(1) 2 particles of equal mass are fixed at X=0 and another +ve point on the x axis.
No other grav influences are in the system. (they can be ignored)
I have to derive an expression for Vgrav at a general position x, on the x axis.
I believe this is related to V=-GM/r, but can't see how to develop it for 2 masses.
(2) I have to say what the significance of the point where dV/dx=0 is, and what it's coords are in the system.
i believe the derivative is where there is no slope, so no V. Am I right?
I believe the point is on the x axis at infinity, and y=0
Any steers appreciated. Thanks
To derive an expression for the gravitational potential (Vgrav) at a general position x on the x-axis, given two particles of equal mass fixed at X = 0 and another positive point on the x-axis, you can use the principle of superposition.
Assuming the two particles are fixed at positions x1 = 0 and x2 = d, where "d" represents the distance between the two particles, we can calculate the gravitational potential at position x.

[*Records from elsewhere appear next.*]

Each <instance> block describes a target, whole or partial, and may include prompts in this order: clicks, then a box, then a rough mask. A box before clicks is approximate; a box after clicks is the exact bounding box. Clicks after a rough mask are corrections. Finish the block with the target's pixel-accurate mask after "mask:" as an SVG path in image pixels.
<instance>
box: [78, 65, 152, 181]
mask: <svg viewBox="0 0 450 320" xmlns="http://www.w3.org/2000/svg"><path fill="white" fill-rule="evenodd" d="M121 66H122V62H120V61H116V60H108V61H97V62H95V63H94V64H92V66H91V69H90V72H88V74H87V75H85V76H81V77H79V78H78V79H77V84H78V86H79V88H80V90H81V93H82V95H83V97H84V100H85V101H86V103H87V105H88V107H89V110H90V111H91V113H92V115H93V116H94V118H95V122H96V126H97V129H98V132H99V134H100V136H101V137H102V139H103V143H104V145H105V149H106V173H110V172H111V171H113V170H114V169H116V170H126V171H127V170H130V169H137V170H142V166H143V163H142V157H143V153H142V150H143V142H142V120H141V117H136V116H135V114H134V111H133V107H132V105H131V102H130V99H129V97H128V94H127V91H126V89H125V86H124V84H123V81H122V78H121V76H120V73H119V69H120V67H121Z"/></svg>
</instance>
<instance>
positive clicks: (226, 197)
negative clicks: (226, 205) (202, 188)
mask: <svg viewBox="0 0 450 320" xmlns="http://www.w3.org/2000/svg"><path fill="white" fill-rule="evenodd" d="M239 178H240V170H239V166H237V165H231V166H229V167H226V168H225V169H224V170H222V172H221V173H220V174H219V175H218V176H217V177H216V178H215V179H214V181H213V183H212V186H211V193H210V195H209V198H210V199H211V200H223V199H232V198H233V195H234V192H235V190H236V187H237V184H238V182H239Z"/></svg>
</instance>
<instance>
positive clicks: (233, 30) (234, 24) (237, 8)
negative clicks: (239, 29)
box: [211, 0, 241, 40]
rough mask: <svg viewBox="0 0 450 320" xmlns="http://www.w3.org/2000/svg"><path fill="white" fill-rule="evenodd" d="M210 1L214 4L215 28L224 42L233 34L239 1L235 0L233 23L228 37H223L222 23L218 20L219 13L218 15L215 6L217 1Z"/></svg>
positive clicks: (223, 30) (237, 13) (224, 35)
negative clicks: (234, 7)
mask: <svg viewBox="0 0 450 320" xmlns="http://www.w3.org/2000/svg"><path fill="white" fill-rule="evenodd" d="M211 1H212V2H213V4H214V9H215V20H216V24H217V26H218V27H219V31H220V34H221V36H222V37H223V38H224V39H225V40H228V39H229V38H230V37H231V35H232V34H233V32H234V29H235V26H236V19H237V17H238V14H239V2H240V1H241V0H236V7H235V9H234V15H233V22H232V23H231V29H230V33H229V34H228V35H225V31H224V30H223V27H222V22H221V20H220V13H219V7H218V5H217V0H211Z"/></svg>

The gravitational potential at a point due to a single mass can be expressed as V = -GM/r, where G is the gravitational constant, M is the mass of the particle creating the potential, and r is the distance between the particle and the point at which potential is to be calculated.
Let's consider the potential due to the first particle at x1 = 0. At this position, the distance between this particle and the point x is r1 = x.
Therefore, the potential at position x due to the first particle is given by V1 = -GM/r1 = -GM/x.
Now, let's consider the potential due to the second particle at x2 = d. The distance between this particle and the point x is r2 = d - x.
Therefore, the potential at position x due to the second particle is given by V2 = -GM/r2 = -GM/(d - x).
Since the gravitational potential obeys the principle of superposition, the total potential at position x due to both particles is the sum of the potentials calculated above:
V = V1 + V2 = -GM/x - GM/(d - x).
Regarding your second question...
The significance of the point where dV/dx = 0 is that it represents the equilibrium or stable points in the system, where the gravitational potential energy is at its minimum or maximum. At these points, there is no net force acting on an object, and it would remain at rest.
To find the coordinates of this point, we can find the value of x for which dV/dx = 0. Taking the derivative of the potential expression V with respect to x and setting it to zero:
dV/dx = GM/x^2 - GM/(d - x)^2 = 0.
Solving this equation will give you the value of x for the equilibrium point(s).